# QLD: COOCHIN CREEK.



## captaincoochin (Nov 11, 2012)

Had a great session on Saturday with Joel ' imnotorigional.

We had hardly paddled 20 meters when we saw flathead smashing bait fish and the temptation was too much. I think it was my second cast. GULP.. Good run, heavy fish. Finally got her under me and couldn't lift her off the bottom. Joel called stingrays?? I hope not I replied as she went off for another run, finally . Was able to get her up off the mud but then the net wasn't big enough. After two attempts I decided to beach her for photos. She went 72 and a bit.

We went out in search of jacks and was eventually rewarded with one that went 46cm my pb. Landed on 8lbs braid 12 lbs leader. After spending 500 on a new Loomis gl2 and Chronarch baitcaster I landed the fish on a Stradic 1000 and a 1-3 kg rod. I pulled this fish out of a hole which was lucky but the current was quickly pushing me onto a large snag. Peddled as fast as I could for the waters edge and managed to JUST keep it out, I could even feel the 8lbs rubbing against small branches. Very lucky very happy fisherman. Did end up christening the new outfit on the cod which was also a yak pb. Surface action was basically non stop. From bull sharks to tarpon. Joel got busted by an estimated 50cm tarpon while surface fishing but ended up with a few breambos. He also managed a 52 cm flatty on surface which he donated to me. Cheers mate. I caught a couple other flattys only one of which came home with me for a feed.

Great day on the water I think we saw one other stinky all day and I scored two new pb's. You beauty!!


----------



## imnotoriginal (Jan 13, 2008)

Good fishing with you mate.

A day of plenty of firsts. I was happy with how much action we got on the surface as well, nothing like hearing that boof.

If only the upper section of the passage saw so few boats, imagine the potential!

Joel


----------



## scoman (Oct 4, 2010)

Fantastic day on the water!! And some great pics to boot.


----------



## reedy (Oct 31, 2010)

Cracking session mate. Awesome jack on light gear. Looking like its gonna be a good jack season on the coast!


----------



## kayakone (Dec 7, 2010)

Good stuff Joel (and Tristan ). I mustn't have paid enough money. He duded me!


----------



## nuts (Jun 27, 2013)

i'm spewin i had to work!! great day lads, i def need to check out this coochin creek! might sus it this coming weekend


----------



## Guest (Sep 29, 2013)

Nice mixed bag there fellas


----------



## captaincoochin (Nov 11, 2012)

You still dirty about that Trev??


----------



## kayakone (Dec 7, 2010)

captaincoochin said:


> You still dirty about that Trev??


Not dirty....spewin'. :lol:


----------



## grinner (May 15, 2008)

beautiful report and pictures there mate. dont think theres a more beautiful fish than a jack in our waters. congratulations


----------



## Duggo (Dec 29, 2012)

Looked a great day, some awesome fish!!!
Hoping to get up there for a look again on the weekend or maybe next week, still trying to work out the tide times for the boat ramp in comparison to Golden beach.


----------



## captaincoochin (Nov 11, 2012)

Duggo said:


> Looked a great day, some awesome fish!!!
> Hoping to get up there for a look again on the weekend or maybe next week, still trying to work out the tide times for the boat ramp in comparison to Golden beach.

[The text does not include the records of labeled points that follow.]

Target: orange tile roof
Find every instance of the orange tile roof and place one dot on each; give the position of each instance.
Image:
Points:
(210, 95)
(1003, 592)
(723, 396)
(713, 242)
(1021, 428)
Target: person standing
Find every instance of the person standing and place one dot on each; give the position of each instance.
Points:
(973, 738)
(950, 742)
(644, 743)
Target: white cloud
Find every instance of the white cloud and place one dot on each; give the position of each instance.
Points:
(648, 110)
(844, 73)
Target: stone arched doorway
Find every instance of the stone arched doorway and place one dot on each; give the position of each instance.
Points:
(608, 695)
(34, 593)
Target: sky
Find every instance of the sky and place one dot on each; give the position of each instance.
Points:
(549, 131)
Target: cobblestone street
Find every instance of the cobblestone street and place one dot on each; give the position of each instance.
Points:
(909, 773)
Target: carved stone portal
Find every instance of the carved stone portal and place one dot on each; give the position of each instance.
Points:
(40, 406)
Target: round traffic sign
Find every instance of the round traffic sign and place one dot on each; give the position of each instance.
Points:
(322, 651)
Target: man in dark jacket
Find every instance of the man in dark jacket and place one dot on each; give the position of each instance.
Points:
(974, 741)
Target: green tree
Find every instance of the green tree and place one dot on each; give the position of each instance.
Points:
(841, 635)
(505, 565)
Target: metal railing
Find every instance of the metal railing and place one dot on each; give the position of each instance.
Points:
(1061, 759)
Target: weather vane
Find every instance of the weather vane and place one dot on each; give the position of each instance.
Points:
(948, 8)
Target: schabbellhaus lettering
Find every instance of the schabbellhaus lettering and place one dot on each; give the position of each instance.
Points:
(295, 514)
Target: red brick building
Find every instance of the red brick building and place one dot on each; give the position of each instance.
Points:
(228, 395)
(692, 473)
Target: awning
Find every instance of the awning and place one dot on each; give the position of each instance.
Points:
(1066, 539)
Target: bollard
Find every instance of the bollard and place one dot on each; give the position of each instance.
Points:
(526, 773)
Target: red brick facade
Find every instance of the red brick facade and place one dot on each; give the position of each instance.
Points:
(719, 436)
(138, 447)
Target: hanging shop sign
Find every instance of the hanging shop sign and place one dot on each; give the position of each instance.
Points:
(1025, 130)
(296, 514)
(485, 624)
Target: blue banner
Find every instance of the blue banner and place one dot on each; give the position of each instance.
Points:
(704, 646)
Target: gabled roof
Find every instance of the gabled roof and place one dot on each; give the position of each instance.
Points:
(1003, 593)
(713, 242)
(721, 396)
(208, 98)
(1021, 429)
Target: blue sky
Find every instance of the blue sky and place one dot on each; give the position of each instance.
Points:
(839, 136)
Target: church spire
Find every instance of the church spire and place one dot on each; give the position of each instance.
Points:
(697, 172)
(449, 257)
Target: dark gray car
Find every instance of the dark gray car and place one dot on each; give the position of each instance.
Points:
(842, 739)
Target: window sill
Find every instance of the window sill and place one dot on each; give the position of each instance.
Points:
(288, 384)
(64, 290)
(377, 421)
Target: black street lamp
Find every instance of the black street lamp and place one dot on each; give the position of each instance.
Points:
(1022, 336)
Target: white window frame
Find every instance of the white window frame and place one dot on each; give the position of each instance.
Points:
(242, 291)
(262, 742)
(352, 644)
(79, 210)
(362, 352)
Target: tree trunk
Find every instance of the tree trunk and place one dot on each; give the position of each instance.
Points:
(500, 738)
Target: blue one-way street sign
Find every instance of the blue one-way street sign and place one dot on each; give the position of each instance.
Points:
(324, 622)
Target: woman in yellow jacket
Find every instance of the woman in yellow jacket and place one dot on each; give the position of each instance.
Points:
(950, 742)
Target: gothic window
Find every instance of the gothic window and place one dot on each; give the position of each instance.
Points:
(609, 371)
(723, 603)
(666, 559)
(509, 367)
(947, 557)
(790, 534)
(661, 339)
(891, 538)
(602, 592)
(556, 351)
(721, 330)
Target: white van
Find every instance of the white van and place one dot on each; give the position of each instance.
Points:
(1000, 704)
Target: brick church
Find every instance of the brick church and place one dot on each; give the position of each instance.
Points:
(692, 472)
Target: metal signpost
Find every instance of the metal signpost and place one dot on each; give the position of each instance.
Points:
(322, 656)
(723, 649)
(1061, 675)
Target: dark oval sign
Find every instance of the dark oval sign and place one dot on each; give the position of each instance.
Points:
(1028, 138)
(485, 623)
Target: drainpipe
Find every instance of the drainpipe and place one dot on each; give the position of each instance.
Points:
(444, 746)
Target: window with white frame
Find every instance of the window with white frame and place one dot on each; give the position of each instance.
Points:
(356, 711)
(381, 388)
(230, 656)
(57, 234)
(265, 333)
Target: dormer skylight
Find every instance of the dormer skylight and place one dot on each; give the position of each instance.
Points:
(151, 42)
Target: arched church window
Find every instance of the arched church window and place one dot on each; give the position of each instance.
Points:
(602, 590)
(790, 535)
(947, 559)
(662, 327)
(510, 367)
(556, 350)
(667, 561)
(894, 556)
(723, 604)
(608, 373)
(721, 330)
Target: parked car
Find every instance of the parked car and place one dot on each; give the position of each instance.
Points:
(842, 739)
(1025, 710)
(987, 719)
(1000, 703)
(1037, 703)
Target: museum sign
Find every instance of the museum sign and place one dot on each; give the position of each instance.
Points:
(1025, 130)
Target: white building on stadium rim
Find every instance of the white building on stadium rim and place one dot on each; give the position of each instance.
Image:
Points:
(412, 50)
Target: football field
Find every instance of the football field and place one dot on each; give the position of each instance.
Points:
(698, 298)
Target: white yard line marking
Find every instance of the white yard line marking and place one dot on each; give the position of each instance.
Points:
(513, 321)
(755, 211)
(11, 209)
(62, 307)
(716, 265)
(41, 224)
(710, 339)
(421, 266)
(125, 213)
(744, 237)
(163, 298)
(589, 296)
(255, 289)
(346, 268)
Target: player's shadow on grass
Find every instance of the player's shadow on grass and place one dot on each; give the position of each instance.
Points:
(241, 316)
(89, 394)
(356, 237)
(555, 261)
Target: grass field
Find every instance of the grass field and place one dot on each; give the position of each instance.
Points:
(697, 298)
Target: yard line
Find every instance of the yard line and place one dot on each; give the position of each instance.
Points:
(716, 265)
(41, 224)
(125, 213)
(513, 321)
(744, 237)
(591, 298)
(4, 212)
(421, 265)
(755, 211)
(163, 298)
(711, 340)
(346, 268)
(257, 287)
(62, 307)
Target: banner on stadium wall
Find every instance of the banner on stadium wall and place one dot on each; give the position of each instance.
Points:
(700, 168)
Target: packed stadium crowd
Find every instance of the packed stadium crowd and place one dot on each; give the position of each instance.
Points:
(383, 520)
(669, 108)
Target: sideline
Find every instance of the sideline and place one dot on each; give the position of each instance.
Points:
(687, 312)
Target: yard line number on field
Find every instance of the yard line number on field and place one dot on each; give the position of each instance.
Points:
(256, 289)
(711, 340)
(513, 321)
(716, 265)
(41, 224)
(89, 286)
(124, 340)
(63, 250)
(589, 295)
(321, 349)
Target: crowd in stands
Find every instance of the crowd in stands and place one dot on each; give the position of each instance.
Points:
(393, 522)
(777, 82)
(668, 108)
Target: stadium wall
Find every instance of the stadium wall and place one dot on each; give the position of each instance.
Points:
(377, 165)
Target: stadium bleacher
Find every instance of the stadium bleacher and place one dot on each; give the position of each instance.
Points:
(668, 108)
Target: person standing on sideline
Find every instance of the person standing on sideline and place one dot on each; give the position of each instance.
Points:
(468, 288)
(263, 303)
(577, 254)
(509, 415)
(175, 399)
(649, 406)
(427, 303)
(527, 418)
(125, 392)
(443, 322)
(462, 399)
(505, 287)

Roys road ramp? I think the closest tide time data would be from the skids which is at the mouth of coochin creek. Not far from the ramp.


----------



## imtheman (Aug 24, 2012)

on ya matey


----------



## BigPete68 (Oct 7, 2012)

Great trip and report. Fantastic to see Coochin still fishing as well as it did when I fished it a lot during the late 80s. Back then it was a 12ft tinny and an old longboard to access the Bass in the upper fresh water. Great memories. :lol:


----------



## captaincoochin (Nov 11, 2012)

BigPete68 said:


> Great trip and report. Fantastic to see Coochin still fishing as well as it did when I fished it a lot during the late 80s. Back then it was a 12ft tinny and an old longboard to access the Bass in the upper fresh water. Great memories. :lol:


Okay, I may have to venture up that far and have a look one day.


----------



## Duggo (Dec 29, 2012)

captaincoochin said:


> Duggo said:
> 
> 
> > Looked a great day, some awesome fish!!!
> ...


Thats the one, cheers, think it will be Saturday at this stage.


----------